SOMBRIO E RADIANTE
Apesar de toda a sua batalha na atual indústria fonográfica, cujo novo perfil ainda está se desenhando, Armando não se dobra ao caminho mais fácil. Isso está evidente nos 40 minutos de Técnicas modernas do êxtase. Nas 10 faixas, percorre-se trilhas sombrias, íngremes, mas, por vezes, radiantes. E nesse trajeto de intricados arranjos e letras bem estudadas o compositor exibe algumas amostras de seu estofo cultural, tecendo referências a variados nomes da literatura e da música.
A faixa de abertura, Litania do gozo, começa com uma marcação lembrando uma marcha fúnebre, o que pode assustar os mais fracos, mas ela é apenas um prólogo para o tema que é pontuado aqui e ali no disco, a morte. A partir de então, adentramos na música Homem da mata, na qual paira uma sutil e agradável atmosfera de Milton Nascimento e Tom Jobim. Na canção, o afinado cantor faz dueto com a intérprete italiana Cristina Renzetti. Em seguida, temos a primeira composição do CD que não é de autoria de Armando Lôbo, Matinta-Perêra, clássico do Amazonas, composto por Waldemar Henrique e Antônio Tavernard. A faixa faz um elo conceitual com a anterior e tem participação de Carlos Malta nas flautas.
Quando o disco começa a trilhar um percurso uniforme, Tempestade e ímpeto quebra a expectativa e mostra uma de suas primeiras surpresas, um galope dissonante, embalado em um rock herdeiro de Alceu Valença. Nela, Armando, responsável pelo violão de todo o disco, toca guitarra. Depois, surge a caribenha e dançante Canción de negros en Cuba, em que o instrumentista mostra seu talento como compositor, inserindo música no poema homônimo de Frederico García Lorca. A canção é do tempo da banda Santa Boêmia.
Em mais duas faixas, o artista utilizou poesias para, a partir delas, criar a sonoridade, como em Atrás das máscaras, com poema de Conde Belamorte, poeta soturno de quem faz um resgate, eCópula, a partir de versos de Santa Teresa d’Ávila e San Juan de la Cruz, na qual apresenta uma releitura da música medieval.
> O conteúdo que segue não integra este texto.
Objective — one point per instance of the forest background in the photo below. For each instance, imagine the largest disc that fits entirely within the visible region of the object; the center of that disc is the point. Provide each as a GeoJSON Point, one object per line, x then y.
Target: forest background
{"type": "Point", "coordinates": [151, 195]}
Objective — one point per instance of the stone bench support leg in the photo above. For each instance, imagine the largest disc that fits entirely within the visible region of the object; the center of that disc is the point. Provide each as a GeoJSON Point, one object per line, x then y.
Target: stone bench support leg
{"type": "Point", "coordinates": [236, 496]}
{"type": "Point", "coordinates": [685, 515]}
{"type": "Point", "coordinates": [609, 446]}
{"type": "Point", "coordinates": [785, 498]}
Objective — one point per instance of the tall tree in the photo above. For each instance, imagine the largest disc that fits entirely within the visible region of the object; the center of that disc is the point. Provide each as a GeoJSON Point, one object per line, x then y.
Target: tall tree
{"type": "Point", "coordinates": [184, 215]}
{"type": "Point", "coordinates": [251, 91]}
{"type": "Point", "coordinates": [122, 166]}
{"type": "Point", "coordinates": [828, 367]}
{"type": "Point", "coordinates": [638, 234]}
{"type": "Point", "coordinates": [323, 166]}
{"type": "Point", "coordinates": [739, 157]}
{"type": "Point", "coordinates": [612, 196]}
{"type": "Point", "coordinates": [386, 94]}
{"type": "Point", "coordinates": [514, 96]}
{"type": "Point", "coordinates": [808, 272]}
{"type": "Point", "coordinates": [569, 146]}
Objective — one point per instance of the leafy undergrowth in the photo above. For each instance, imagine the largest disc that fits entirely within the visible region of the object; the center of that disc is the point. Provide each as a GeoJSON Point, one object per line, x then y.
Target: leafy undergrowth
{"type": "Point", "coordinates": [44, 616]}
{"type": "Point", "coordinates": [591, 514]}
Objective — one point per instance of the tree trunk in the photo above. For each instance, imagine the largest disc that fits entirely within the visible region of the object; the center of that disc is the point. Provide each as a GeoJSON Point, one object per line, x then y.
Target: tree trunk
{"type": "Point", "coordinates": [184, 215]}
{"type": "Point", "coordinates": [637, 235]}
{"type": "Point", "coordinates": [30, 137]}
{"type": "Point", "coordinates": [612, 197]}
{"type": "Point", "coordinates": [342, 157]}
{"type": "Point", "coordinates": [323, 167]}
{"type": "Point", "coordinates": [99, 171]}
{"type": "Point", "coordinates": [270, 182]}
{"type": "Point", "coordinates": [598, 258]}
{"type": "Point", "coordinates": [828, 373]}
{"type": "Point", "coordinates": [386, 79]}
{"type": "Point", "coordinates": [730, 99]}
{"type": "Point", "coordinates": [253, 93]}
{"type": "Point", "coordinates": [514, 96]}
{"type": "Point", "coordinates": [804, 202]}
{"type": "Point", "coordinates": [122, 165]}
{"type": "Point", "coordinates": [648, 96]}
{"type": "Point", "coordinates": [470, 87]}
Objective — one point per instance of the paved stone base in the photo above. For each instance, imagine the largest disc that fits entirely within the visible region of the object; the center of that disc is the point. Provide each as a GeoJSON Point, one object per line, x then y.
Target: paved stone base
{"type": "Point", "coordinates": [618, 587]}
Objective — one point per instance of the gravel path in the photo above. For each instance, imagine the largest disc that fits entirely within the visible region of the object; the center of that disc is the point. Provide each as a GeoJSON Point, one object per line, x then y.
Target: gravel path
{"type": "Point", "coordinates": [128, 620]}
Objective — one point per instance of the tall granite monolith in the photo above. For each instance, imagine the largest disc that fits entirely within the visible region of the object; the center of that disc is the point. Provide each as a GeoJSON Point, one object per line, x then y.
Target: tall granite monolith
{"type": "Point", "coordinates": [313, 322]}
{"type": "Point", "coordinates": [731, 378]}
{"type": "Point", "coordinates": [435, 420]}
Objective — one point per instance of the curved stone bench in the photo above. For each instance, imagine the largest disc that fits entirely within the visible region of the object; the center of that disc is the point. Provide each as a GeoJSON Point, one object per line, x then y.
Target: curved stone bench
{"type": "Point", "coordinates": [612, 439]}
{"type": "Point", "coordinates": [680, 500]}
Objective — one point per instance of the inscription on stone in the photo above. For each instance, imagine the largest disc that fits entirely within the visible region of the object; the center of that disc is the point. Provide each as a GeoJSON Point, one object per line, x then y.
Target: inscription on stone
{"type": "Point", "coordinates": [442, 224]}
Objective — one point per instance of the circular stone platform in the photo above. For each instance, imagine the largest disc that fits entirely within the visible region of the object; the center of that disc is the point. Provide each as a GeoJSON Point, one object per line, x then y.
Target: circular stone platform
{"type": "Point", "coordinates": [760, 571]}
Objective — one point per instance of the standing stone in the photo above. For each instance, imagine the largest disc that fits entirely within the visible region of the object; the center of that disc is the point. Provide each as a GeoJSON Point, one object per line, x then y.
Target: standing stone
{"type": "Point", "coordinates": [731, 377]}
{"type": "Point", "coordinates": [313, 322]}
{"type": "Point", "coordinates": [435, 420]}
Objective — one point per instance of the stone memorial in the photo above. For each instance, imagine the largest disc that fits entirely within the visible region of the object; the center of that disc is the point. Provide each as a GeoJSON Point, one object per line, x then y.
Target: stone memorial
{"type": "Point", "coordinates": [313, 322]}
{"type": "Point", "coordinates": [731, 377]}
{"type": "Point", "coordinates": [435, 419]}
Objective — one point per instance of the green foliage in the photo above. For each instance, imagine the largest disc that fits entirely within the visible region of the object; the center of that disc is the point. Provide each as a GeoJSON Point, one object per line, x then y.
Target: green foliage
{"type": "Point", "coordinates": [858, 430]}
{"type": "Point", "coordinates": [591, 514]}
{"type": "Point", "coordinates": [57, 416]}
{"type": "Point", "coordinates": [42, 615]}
Diurno ou a noite dentro de uma fruta comprova a preocupação do compositor com o acabamento das obras. “Eu sempre tenho que fazer o arranjo, pois, para mim, a composição só termina nele. Na música erudita, a orquestração é parte da composição. Na música popular, não. Construção, de Chico Buarque, deve muito ao arranjo de Rogério Duprat. Aquele impacto que a letra tem, sem aquele arranjo, perde o sentido. O arranjo dramatiza o discurso musical”, afirma.
Para incrementar mais a diversidade desse disco, Armando, que é também cofundador do Frevo Diabo, grupo carioca que compõe e toca o ritmo pernambucano, inseriu o frevo de rua O crepúsculo do frevo, cuja letra provocativa relata a morte imaginária do gênero. A música foi construída a partir da abertura da ópera O crepúsculo dos deuses, de Richard Wagner.
Ainda num tom desesperançoso, mas belo, Armando Lôbo encerra o disco com a faixa Morte em Veneza, que traz uma “parceria” com Gustav Mahler (1860-1911), de quem fez uma adaptação doadagietto da Quinta sinfonia. A letra ambienta no Recife a tragédia do romance de Thomas Mann, retratada por Luchino Visconti no filme homônimo de 1971.
Essas tantas referências de Técnicas modernas do êxtase atestam uma frase que o músico pernambucano de 41 anos diz como uma filosofia de vida: “Quero ser como Stravinsky, chegar perto dos 90 anos ainda estudando”.
DÉBORA NASCIMENTO, repórter especial da revista Continente.